Fruit bats ain’t got nothing on me!
Little Wik, the smallest of the snowy owls, along with Ookpik, Bristle, and The Hook, was given the task of finding provisions. They’d bring blankets, healing herbs, fresh water, blackberries, and headless red-backed voles no matter how many times I explained this to be a cultural collision. We took turns with diaper duty, being very careful to bury her pellets away from the cabin—away from those whose noses guide glistening fangs.

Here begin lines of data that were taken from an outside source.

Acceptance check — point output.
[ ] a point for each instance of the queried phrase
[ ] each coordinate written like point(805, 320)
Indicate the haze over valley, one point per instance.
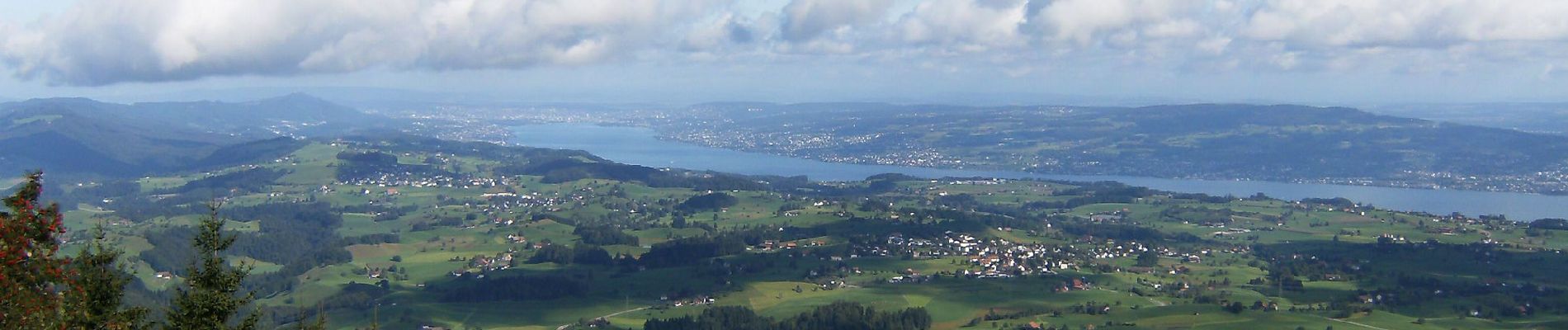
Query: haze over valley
point(784, 165)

One day, as I was supposed to be plotting how the owls and I would transport my Fabergé flower to Seattle, I slipped into the warm waters of a daydream. In the dream, I was pressing a brush held in my beak to the peeling artwork of the Sistine Chapel and patching up some of Michael Angelo’s unfinished bits with a splattering of Shit Turd flair. I’m happy to report that The Creation of Adam was greatly enlivened by substituting my bloodhound bud Dennis for Adam and having the bearded man in the nightdress proffer him a Milk-Bone. In reality, I had nodded off. Because of this, I never heard her approach. It was my fault because it happened on my watch.
Dee had been crying, cheeks salmon pink, salty streams glistening down the sides of her moon face. Just outside the cabin, white-spotted sawyers sang her a squeaky serenade. The owls and I had pulled her makeshift bed over to the window so the air could kiss skin free from the fuss of fur, and those cunning eyes could enjoy the rapturous quiver of leaves and how the light playfully painted the paper birches. She was a watcher, our little Dee. I was so tired, I didn’t notice the white-spotted sawyers abruptly silence their song. When my nictitating membranes slid open and the scene pulled into focus, Dee’s tiny eyes were on an alabaster head the size of an ottoman, looming over her face. My nestling remained silent, but her tiny chest lifted up, down, up, down, up, down—the beautiful rhythm that meant she still had a chance to survive a world that had obliterated her species.
The polar bear was female, unusually large. Her hunger announced itself on shiny saliva strings that slipped from her black jowls, fusing to the ancient sealskin blanket we had bundled Dee in that morning—a morning when she had hiccuped and giggled, swallowed beak-delivered drops of fresh water, and pulled playfully at my defective wing.
Had I kissed her enough?
“Don’t. Touch. Her,” I warned the pallid predator breathlessly. I was shaking, perched on the wood table next to the dusty, fat stove. The cabin was small—Dee a few frantic flaps from me—but it might as well have been the Taj Mahal. I was too far away, my speed no match for a polar bear.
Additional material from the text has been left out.